Why was the ampersand chosen as the symbol for ref

2019-03-21 04:49发布

问题:

Does anyone have an idea why the ampersand was chosen as the way to denote references in C++?

AFAIK (though I don't have the book near me), Stroustroup didn't explain that choice, which I find a little odd because the same symbol was already used for address-of in C.

回答1:

Stroustrup was always very reluctant to introduce a new reserved symbol or name, so he probably used it to avoid making the feature look weird to users of C.



回答2:

In addition to Earwicker's response which I generally agree with. I would also speculate that since & is the "address-of" operator, it is somewhat fitting. Since a reference in many ways is like passing by address instead of by value.

In addition to that, taking the address of a variable is often referred to as "referencing"

(Yes I know that references don't have to be implemented using pointers under the hood, I am referring to the way they conceptually work).
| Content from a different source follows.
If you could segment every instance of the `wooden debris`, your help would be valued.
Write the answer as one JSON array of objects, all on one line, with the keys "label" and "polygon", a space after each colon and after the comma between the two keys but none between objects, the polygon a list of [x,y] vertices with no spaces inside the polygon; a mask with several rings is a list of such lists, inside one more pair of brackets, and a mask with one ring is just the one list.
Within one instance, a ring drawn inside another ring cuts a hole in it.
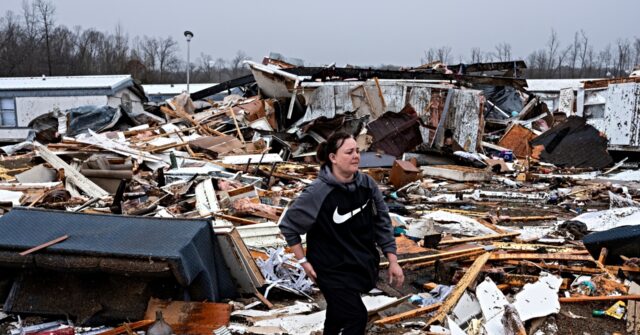
[{"label": "wooden debris", "polygon": [[[467,254],[470,253],[471,251],[477,251],[477,250],[485,250],[484,247],[476,247],[476,248],[469,248],[469,249],[463,249],[463,250],[456,250],[456,251],[448,251],[448,252],[441,252],[438,254],[434,254],[434,255],[427,255],[427,256],[419,256],[419,257],[413,257],[413,258],[405,258],[405,259],[400,259],[398,260],[398,264],[402,265],[402,264],[411,264],[411,263],[419,263],[419,262],[425,262],[425,261],[435,261],[441,258],[446,258],[449,256],[456,256],[456,255],[460,255],[460,254]],[[389,262],[381,262],[380,263],[380,267],[384,268],[389,266]]]},{"label": "wooden debris", "polygon": [[517,253],[504,254],[494,253],[491,255],[491,261],[506,260],[556,260],[556,261],[584,261],[593,262],[593,258],[589,255],[568,255],[568,254],[535,254],[535,253]]},{"label": "wooden debris", "polygon": [[469,285],[471,285],[476,280],[478,274],[480,274],[480,270],[485,265],[485,263],[487,263],[490,257],[491,253],[487,252],[482,256],[476,258],[471,267],[469,267],[469,269],[464,273],[464,276],[462,276],[460,281],[458,281],[456,287],[449,294],[449,297],[444,301],[442,307],[440,307],[436,315],[427,322],[427,326],[432,325],[435,322],[442,323],[444,321],[444,318],[458,303],[458,300],[460,299],[460,297],[462,297],[462,294],[467,289],[467,287],[469,287]]},{"label": "wooden debris", "polygon": [[396,314],[396,315],[392,315],[392,316],[388,316],[386,318],[382,318],[380,320],[377,320],[374,322],[374,324],[376,325],[387,325],[390,323],[396,323],[396,322],[400,322],[403,320],[407,320],[407,319],[413,319],[415,317],[427,314],[429,312],[435,311],[436,309],[440,308],[440,306],[442,306],[442,303],[437,303],[437,304],[433,304],[433,305],[429,305],[429,306],[425,306],[425,307],[420,307],[420,308],[416,308],[410,311],[406,311],[400,314]]},{"label": "wooden debris", "polygon": [[465,237],[465,238],[458,238],[454,240],[440,241],[439,245],[451,245],[451,244],[459,244],[459,243],[467,243],[467,242],[499,240],[503,238],[516,237],[518,235],[520,235],[520,233],[506,233],[506,234],[485,235],[485,236],[477,236],[477,237]]},{"label": "wooden debris", "polygon": [[561,297],[560,302],[575,303],[587,301],[618,301],[618,300],[640,300],[640,294],[630,295],[607,295],[607,296],[581,296],[581,297]]},{"label": "wooden debris", "polygon": [[36,252],[38,250],[42,250],[44,248],[50,247],[50,246],[52,246],[52,245],[54,245],[56,243],[60,243],[60,242],[66,240],[68,238],[69,238],[69,235],[60,236],[60,237],[58,237],[56,239],[53,239],[53,240],[51,240],[49,242],[40,244],[39,246],[36,246],[36,247],[33,247],[33,248],[29,249],[29,250],[25,250],[25,251],[21,252],[20,256],[26,256],[26,255],[34,253],[34,252]]},{"label": "wooden debris", "polygon": [[129,330],[141,329],[141,328],[144,328],[144,327],[147,327],[147,326],[151,325],[154,322],[156,322],[155,319],[154,320],[141,320],[141,321],[136,321],[136,322],[124,323],[120,327],[109,329],[107,331],[104,331],[102,333],[98,333],[96,335],[118,335],[118,334],[122,334],[122,333],[127,332],[127,329],[129,329]]},{"label": "wooden debris", "polygon": [[145,319],[153,318],[158,310],[175,334],[211,335],[215,329],[229,324],[231,305],[151,298]]},{"label": "wooden debris", "polygon": [[89,178],[83,176],[78,170],[65,163],[53,152],[49,151],[49,149],[44,145],[34,142],[33,146],[38,150],[42,158],[46,160],[47,163],[51,164],[56,170],[63,169],[65,171],[65,176],[90,197],[103,198],[109,195],[107,191],[103,190],[100,186],[89,180]]}]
This is just speculation though.



回答3:

Who knows why Stroustrup does anything, but my guess is that because the implementation of reference parameters involves passing the address of an lvalue, Stroustrup chose the C address-of operator because it would give C programmers the right idea about the cost model.



回答4:

Here is my theory on that. I think it has much to do with what operators are valid (syntactically) for symbols. Consider

int a[1]; // a[1] is valid (syntactically)
int *a; // *a is valid
int a(char, bool); // a(<a char>, <a bool>) is valid (function call)
int C::*a; // <a C>.*a is valid

Conceptually, in those declarations what is named with a type (C, char, bool) is substituted with an expression of that type later on. Of course the intention is to reuse as much of the existing language as possible. So i think he used &:

int &a; // &a is valid

The important one is that & is only valid on the kind of expression a reference denotes: For lvalues. References are lvalues (named variables are too) and only for them & can be applied:

int &g(); // &g() is valid (taking the address of the referred to integer)
int g(); // &g() is *not* valid (can't apply to temporary int)


回答5:

My thought was that there are 2 symbols used in pointers: * and &. since int* means a pointer to an int, probably Stroustrup didn't want to introduce a whole new symbol. Since references are sort of like pointers, he stuck with &. Plus, the only previously valid use of & was to take the address of something, so it was OK to use in declarations.